Selecting the right database in Amazon Web Service(AWS)
Deciding on the database to use for our application or workload can be very tricky. Since I join AWS Community Builder, I spend at least 1 hour every day exploring AWS based on use cases. Amazon Web Service(AWS) provides several options for databases; we can be confused about the right one to choose. This article is a documentation of what I learned and the resources I used in understanding the various databases in AWS and how to decide when to use them. I hope it will be of value to you. I will like to have feedback on what you think I should add or remove or improve on as I continue exploring AWS and other cloud services.

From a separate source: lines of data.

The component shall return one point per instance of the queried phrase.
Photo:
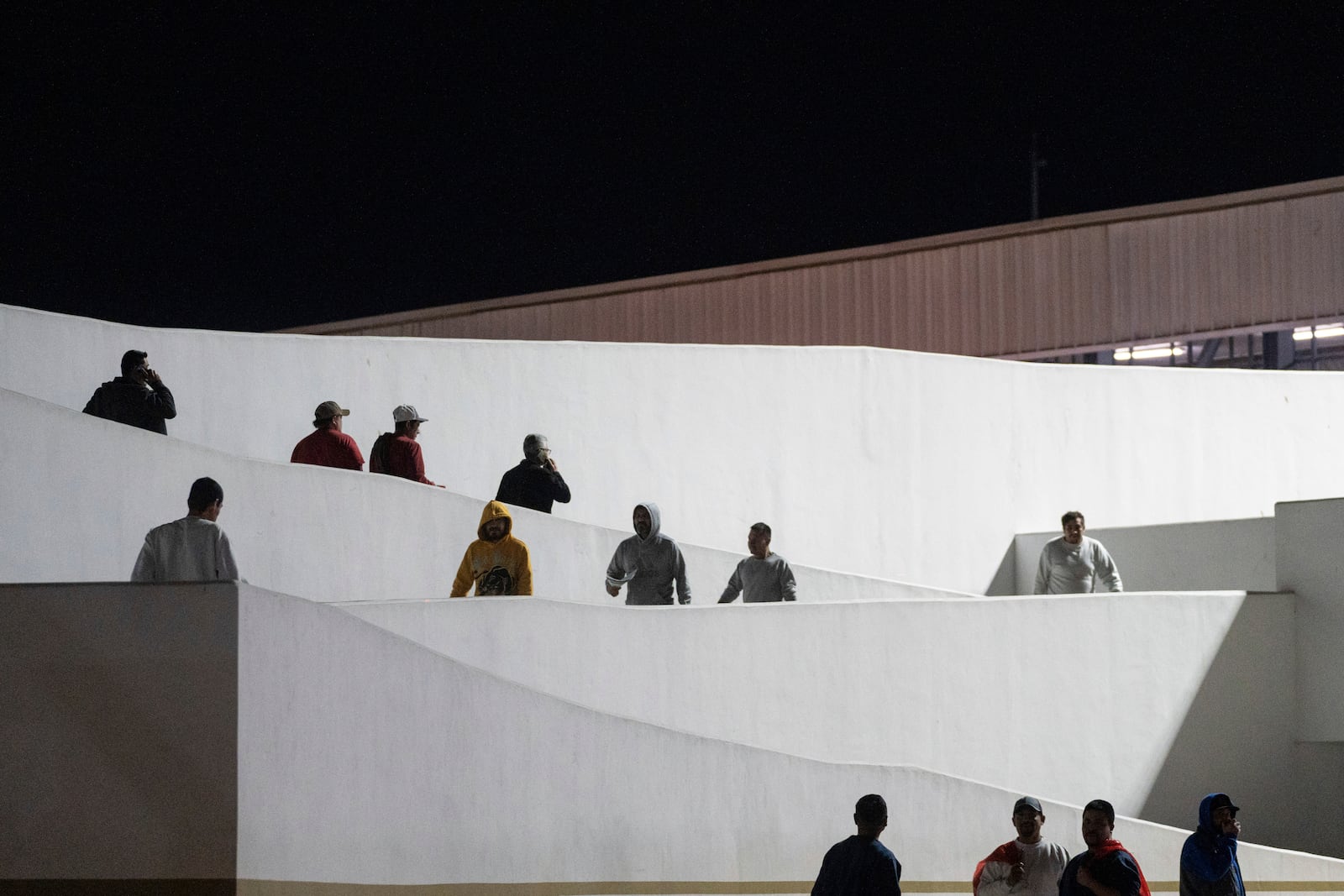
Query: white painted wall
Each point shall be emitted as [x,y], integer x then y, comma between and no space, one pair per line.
[366,758]
[1186,557]
[84,492]
[1065,696]
[1308,542]
[897,465]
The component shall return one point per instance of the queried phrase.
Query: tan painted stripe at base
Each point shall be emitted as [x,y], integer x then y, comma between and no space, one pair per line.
[679,888]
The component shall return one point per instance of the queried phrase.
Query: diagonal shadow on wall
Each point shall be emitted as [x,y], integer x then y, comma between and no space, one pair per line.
[1238,736]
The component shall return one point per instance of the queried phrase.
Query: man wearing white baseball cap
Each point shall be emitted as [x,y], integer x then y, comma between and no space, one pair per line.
[396,453]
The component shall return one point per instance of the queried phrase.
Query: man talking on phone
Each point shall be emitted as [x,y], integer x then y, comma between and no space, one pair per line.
[535,483]
[136,398]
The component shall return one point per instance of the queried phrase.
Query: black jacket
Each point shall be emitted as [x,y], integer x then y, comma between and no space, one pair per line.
[128,402]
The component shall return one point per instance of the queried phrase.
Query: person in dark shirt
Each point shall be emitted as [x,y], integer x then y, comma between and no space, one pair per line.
[1209,862]
[860,866]
[1106,868]
[535,483]
[136,398]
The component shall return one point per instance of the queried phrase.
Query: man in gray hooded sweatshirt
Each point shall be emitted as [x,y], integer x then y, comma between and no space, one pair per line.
[649,562]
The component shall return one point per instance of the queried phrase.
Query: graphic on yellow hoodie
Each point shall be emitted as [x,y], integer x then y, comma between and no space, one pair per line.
[497,567]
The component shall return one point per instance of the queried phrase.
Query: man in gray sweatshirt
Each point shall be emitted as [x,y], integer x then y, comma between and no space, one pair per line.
[649,562]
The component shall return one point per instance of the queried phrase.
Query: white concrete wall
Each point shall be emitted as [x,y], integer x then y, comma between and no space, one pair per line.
[1308,542]
[365,758]
[1065,696]
[1189,557]
[87,490]
[897,465]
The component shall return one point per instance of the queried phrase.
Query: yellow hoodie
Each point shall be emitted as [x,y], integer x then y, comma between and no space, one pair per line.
[496,567]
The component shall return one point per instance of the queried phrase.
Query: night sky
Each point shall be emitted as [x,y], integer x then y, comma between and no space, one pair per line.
[248,167]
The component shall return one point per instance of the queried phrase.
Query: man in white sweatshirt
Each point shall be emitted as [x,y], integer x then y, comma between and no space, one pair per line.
[192,548]
[1075,564]
[1028,866]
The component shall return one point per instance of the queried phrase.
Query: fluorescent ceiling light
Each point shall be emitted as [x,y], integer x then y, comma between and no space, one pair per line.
[1323,331]
[1144,352]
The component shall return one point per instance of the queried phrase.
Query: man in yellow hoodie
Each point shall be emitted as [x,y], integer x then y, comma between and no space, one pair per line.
[496,562]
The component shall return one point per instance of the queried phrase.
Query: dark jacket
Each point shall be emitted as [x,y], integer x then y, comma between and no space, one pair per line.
[128,402]
[534,486]
[859,867]
[1209,860]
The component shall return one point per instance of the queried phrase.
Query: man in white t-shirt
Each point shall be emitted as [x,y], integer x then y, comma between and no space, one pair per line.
[1075,564]
[192,548]
[1028,866]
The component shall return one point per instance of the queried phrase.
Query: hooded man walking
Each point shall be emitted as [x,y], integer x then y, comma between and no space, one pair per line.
[496,562]
[1209,862]
[649,562]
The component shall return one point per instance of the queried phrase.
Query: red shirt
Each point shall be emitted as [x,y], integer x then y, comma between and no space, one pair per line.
[328,448]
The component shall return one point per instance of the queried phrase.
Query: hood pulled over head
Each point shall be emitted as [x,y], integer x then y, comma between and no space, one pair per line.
[495,511]
[1206,810]
[655,519]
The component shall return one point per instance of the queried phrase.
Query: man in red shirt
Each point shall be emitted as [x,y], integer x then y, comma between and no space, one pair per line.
[396,453]
[327,445]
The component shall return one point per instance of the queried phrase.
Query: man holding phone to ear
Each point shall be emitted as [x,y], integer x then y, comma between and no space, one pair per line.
[1209,862]
[537,481]
[136,398]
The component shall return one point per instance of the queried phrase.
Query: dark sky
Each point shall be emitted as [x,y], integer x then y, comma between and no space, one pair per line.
[244,167]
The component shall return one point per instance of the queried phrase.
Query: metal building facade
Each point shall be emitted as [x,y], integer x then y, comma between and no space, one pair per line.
[1236,264]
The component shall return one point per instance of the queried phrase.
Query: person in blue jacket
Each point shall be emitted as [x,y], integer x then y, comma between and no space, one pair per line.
[1209,860]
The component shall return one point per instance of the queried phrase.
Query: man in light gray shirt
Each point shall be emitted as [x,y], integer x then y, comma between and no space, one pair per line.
[764,577]
[192,548]
[1075,564]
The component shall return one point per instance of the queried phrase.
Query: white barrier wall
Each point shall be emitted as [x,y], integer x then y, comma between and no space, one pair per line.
[363,758]
[1191,557]
[87,490]
[1308,537]
[897,465]
[1065,696]
[366,758]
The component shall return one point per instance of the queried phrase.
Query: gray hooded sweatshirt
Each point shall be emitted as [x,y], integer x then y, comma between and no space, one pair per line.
[648,566]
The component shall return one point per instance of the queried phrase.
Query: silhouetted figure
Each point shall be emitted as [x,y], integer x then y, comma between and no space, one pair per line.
[535,483]
[860,866]
[136,398]
[1209,862]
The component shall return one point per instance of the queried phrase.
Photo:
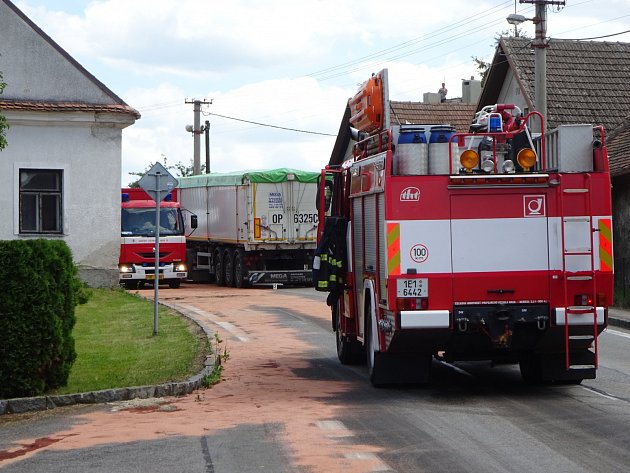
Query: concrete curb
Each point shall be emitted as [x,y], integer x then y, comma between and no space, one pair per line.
[41,403]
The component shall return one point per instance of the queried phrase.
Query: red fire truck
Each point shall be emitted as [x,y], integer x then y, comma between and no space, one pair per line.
[137,244]
[493,245]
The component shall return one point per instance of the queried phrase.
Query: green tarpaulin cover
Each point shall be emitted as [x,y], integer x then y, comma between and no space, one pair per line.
[237,178]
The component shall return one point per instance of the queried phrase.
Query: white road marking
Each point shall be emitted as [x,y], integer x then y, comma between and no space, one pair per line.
[607,396]
[379,465]
[454,368]
[619,334]
[334,428]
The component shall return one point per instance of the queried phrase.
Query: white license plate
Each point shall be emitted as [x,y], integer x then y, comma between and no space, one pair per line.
[418,287]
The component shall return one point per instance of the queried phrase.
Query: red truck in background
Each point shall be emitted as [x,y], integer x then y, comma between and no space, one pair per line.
[136,264]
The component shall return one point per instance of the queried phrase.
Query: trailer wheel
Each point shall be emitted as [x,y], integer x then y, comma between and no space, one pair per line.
[239,268]
[349,351]
[228,265]
[219,274]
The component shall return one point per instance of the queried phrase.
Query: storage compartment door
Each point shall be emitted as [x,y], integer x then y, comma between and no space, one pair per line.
[500,248]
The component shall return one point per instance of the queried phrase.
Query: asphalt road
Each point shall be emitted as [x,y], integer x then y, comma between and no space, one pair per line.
[287,405]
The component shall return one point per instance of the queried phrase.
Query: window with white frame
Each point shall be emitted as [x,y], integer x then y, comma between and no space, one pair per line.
[41,200]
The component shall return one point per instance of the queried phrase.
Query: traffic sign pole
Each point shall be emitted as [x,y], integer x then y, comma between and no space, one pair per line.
[157,182]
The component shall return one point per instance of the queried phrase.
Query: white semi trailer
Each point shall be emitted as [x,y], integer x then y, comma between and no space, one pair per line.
[253,227]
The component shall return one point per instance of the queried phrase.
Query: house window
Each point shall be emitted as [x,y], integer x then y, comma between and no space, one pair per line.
[40,200]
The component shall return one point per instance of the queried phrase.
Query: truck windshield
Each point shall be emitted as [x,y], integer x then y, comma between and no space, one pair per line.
[141,222]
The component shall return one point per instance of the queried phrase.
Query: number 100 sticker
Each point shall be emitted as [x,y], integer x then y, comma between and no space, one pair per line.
[419,253]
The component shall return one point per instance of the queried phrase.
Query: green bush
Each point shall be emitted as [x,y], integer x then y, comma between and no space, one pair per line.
[40,290]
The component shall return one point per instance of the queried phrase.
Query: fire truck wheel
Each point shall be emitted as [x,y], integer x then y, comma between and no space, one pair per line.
[374,358]
[239,268]
[219,274]
[228,265]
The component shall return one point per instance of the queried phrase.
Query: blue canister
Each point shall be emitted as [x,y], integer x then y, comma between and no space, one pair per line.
[411,152]
[439,150]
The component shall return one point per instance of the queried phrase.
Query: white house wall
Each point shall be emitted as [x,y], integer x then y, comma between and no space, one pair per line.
[50,77]
[62,117]
[89,155]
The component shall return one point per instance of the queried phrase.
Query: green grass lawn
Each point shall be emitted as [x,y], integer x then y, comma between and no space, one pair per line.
[116,348]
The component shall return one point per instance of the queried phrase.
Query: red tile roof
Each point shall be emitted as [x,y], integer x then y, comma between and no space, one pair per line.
[41,106]
[457,114]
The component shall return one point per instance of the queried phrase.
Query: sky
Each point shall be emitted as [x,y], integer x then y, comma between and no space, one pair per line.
[278,73]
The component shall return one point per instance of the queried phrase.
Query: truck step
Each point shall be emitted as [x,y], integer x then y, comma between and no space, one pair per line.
[582,367]
[581,337]
[580,309]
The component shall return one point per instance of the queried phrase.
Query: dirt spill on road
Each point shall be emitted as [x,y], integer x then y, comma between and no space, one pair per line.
[259,386]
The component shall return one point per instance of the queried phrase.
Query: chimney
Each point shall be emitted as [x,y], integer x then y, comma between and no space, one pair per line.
[471,90]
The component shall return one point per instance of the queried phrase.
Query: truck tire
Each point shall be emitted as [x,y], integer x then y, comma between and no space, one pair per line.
[228,265]
[239,268]
[219,273]
[373,357]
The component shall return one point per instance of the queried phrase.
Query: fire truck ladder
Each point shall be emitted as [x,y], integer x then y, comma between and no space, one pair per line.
[571,277]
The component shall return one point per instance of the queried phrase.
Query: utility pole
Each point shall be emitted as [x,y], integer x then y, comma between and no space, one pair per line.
[196,130]
[540,45]
[207,130]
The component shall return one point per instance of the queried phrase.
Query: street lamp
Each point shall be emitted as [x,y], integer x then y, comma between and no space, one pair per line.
[516,19]
[197,130]
[540,44]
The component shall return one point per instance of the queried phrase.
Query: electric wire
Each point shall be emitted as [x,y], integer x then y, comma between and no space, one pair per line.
[270,126]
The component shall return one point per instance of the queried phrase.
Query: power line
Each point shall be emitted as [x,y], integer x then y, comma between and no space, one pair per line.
[271,126]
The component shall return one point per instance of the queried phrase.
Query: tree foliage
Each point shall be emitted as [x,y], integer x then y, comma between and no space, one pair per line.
[179,169]
[3,120]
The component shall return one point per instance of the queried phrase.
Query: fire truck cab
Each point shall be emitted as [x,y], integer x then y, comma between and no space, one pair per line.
[489,245]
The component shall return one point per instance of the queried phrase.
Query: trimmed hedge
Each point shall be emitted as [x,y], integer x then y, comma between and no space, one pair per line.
[40,289]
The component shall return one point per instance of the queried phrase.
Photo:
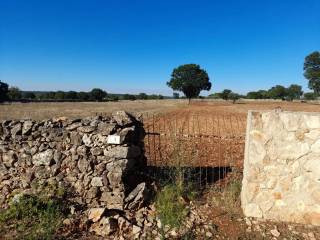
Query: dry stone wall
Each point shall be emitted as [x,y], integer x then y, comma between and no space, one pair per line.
[76,155]
[282,167]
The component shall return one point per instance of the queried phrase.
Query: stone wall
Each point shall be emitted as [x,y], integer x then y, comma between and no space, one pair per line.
[282,167]
[76,155]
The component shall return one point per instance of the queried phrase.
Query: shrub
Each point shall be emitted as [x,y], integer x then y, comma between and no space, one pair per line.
[229,198]
[171,206]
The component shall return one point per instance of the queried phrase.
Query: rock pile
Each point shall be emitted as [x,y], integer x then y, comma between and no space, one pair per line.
[78,156]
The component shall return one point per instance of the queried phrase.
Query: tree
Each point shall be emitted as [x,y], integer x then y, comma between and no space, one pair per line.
[215,95]
[4,88]
[294,91]
[71,95]
[225,94]
[143,96]
[189,79]
[97,94]
[234,97]
[278,92]
[83,96]
[310,96]
[261,94]
[312,71]
[175,95]
[59,95]
[128,97]
[29,95]
[14,93]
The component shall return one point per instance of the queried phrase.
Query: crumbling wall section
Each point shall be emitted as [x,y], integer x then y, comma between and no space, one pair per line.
[282,167]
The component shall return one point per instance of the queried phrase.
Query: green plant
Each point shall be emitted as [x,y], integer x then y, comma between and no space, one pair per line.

There are a lot of criteria that could help us in selecting the right database in AWS. To make it easier, I summarize it into the following 4 criteria
- Type of Data
- Size of Data
- Structure or Shape of Data
- Activities that will be done on the Data
Now that we have an idea of the criteria we can use to select the right database, let us dive into each of these databases. All databases in AWS are known to have the following properties
- fully managed by AWS
- scalable; that is, increase and decrease based on demand
- highly available; that is, the databases are guaranteed to be always up
Amazon Relational Database Service(RDS)
Amazon RDS is not a database itself but is used to set up, operate, and scale relational databases in the cloud. It enables us to provision Amazon Aurora, PostgreSQL, MySQL, MariaDB, Oracle Database, and SQL Server. It is like an administrator for these databases. It automates failover, backups, restore, disaster recovery, access management, encryption, security, monitoring, and performance optimization. It has two major backup solutions which are automated backups and manual snapshots. It has a maximum of 5 replicas. Its replicas can be multi-availability zone replica, cross-region replicas, and read replicas. But the resources aren’t replicated across AWS Regions by default except you set it specifically.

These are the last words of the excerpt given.